Sunday, December 7, 2008

Addicted too...

Taylor got me on this one!

Rules are, you must list 5 addictions and pass it to 5 people!
Addiction -- an abnormally strong craving

1.Joey and Sassie. (i know thats kind of two, but its one in the same). Joey and Sassie are my dogs. I love them as if they were my children. Sometimes I let them stay at Granny's house for a night and I miss them so much that I can't wait to see them.

2.Late night TV. I have to watch Two and a half men, Friends and Sex in the City almost every night. Sometimes I can't even look at the TV that late at night or I'll have to turn in on instead of going to bed.

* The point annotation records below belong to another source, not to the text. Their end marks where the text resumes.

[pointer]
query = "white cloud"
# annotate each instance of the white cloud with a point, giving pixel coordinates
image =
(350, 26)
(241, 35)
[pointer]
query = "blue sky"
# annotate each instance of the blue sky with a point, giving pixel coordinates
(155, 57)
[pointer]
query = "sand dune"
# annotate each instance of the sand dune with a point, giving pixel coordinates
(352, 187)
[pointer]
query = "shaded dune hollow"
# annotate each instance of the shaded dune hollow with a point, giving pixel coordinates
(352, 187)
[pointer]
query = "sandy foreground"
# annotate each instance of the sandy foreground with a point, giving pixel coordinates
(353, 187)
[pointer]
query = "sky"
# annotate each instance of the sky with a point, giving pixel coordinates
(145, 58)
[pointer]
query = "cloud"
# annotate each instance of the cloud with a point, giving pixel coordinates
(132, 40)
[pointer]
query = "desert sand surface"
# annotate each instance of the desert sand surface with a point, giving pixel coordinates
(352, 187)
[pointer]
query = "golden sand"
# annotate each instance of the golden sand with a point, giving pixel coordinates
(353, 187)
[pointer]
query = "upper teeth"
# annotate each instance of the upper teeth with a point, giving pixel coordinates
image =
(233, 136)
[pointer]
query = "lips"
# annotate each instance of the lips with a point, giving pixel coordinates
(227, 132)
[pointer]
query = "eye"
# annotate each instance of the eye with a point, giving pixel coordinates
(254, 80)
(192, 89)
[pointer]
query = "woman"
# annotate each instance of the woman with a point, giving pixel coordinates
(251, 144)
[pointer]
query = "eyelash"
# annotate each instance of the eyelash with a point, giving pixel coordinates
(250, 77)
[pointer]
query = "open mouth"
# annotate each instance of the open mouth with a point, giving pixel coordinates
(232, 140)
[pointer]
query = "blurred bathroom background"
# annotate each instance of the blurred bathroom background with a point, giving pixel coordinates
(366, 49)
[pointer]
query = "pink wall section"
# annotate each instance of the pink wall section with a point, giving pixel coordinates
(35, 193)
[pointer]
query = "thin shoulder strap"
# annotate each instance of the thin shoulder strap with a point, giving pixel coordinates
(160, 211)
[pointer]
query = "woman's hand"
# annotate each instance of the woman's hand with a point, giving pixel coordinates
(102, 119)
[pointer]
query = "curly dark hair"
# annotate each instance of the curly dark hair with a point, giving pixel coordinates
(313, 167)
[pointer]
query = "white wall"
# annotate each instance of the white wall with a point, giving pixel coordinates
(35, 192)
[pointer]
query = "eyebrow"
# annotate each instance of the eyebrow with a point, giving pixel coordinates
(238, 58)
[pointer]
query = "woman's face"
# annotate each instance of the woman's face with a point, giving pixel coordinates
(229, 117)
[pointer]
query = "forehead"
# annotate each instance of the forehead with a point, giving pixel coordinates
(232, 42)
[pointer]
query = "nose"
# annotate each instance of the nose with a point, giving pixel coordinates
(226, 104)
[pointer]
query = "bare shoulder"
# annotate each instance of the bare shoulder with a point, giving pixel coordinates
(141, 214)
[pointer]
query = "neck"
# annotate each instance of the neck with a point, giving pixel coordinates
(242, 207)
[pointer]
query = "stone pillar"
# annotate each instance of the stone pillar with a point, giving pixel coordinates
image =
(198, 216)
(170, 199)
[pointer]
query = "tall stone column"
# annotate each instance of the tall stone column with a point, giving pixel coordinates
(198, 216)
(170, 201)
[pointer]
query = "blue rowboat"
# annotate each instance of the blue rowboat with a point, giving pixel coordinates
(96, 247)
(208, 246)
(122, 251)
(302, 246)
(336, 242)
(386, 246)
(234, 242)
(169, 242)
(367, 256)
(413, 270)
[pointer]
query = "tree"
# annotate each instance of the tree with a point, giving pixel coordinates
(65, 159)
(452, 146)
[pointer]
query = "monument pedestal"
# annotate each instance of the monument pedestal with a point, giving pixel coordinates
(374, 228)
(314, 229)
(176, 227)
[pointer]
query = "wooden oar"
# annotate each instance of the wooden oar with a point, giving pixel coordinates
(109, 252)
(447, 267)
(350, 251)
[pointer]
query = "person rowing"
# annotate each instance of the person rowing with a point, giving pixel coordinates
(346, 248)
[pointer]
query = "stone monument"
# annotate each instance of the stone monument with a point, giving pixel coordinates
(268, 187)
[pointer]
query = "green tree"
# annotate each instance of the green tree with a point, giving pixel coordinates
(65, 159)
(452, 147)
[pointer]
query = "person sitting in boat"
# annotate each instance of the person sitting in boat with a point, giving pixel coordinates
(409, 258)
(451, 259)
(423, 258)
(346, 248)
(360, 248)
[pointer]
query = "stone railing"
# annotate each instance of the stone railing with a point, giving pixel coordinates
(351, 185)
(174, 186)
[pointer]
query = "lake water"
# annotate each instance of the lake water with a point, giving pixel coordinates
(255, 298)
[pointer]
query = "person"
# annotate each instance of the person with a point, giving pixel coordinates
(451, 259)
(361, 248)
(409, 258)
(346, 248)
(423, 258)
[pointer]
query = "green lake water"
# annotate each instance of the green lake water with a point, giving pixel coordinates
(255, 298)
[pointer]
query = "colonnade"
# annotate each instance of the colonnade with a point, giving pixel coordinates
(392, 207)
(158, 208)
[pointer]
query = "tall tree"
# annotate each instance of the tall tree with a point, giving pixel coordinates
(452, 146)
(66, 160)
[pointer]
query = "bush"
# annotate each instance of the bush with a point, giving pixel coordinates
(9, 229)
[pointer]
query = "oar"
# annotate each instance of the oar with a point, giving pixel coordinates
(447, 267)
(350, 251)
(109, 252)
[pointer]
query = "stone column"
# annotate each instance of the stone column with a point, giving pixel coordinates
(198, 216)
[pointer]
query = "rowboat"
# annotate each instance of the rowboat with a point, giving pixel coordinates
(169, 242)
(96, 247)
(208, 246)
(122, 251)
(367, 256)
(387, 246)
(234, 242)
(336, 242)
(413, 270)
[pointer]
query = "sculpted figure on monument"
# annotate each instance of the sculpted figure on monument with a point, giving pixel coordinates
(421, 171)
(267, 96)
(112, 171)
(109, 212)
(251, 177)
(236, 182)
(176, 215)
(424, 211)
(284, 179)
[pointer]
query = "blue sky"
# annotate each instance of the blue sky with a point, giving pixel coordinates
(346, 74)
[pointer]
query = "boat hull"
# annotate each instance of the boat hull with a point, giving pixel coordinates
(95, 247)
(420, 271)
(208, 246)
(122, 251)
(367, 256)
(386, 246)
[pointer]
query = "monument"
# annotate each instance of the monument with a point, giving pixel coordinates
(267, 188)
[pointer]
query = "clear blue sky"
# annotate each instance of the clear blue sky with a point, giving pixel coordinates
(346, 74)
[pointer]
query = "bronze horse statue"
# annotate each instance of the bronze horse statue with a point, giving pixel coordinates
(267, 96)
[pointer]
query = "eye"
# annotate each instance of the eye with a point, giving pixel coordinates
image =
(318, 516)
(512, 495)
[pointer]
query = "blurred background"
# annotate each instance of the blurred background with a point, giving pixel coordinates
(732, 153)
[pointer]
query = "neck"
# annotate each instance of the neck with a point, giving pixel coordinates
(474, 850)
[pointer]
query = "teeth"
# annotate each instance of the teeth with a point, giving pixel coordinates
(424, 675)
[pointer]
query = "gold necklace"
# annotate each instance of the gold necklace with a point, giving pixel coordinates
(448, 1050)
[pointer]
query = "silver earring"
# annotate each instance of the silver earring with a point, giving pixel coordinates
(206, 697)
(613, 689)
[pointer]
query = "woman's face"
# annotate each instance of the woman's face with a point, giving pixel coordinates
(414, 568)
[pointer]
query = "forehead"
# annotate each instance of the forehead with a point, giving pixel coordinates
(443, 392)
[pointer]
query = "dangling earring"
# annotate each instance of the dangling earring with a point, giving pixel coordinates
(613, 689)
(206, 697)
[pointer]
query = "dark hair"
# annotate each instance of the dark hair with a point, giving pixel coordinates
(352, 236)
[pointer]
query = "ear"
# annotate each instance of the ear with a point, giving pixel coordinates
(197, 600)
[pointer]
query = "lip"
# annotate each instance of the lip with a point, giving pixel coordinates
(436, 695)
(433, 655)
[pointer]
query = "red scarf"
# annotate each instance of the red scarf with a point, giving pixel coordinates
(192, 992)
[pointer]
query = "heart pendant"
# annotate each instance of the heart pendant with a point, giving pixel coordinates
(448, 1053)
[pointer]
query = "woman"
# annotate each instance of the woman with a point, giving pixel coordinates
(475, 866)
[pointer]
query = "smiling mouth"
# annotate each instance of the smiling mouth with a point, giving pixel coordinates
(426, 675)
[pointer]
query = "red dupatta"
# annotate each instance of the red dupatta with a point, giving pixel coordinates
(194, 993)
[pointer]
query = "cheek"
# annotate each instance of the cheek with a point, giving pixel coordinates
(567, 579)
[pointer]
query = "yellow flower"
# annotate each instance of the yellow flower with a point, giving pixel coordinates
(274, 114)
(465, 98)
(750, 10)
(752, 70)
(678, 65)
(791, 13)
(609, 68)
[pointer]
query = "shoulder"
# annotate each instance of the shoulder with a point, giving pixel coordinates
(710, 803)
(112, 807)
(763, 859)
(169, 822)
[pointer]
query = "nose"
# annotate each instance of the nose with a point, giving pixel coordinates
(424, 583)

3. Mom. I'm addicted to my mom. I'm very lucky and greatful to say that I have a mom that is one of my very best friends.

4. Milk. I have to have atleast one glass of milk every morning. I love milk.

5. Cell phone. I feel naked without it.

Ok, sorry mine was pretty boring. but now its your turn..... Andelicia, Jenni, and whoever else wants to particpate, It was kind of fun!

Tuesday, December 2, 2008

WHOLE Hearted or HeartLESS???

I was thankfully raised in a wonderful christian home, with great parents to look up to, that loved each other so much, and a brother that fell in love with a wonderful woman, and they love each other whole heartedly. I have such a big heart, it seems like everytime I try to give it, its just thrown back at me all crumbled up. I am struggling so bad with what seems to be an endless game. I don't understand why some people can say they love you and the next day do something so awful and hurt you so badly. Why can't I find that person who wants to give their heart to me whole heartedly just like I do? I don't understand how some people can be so heartLESS. I wish I could move away from my current home. Don't get me wrong, I love my own space but its so hard to live so close to people that have hurt me so badly. I want to start all over somewhere else and have a clean slate. I could move now but I can't afford to break my lease. Its more expensive to leave than it is to stay. I want and need new friends that will love on me and be true friends. I'm not forgetting my current true friends. If it weren't for them, then I don't know how I could still even stand to live here.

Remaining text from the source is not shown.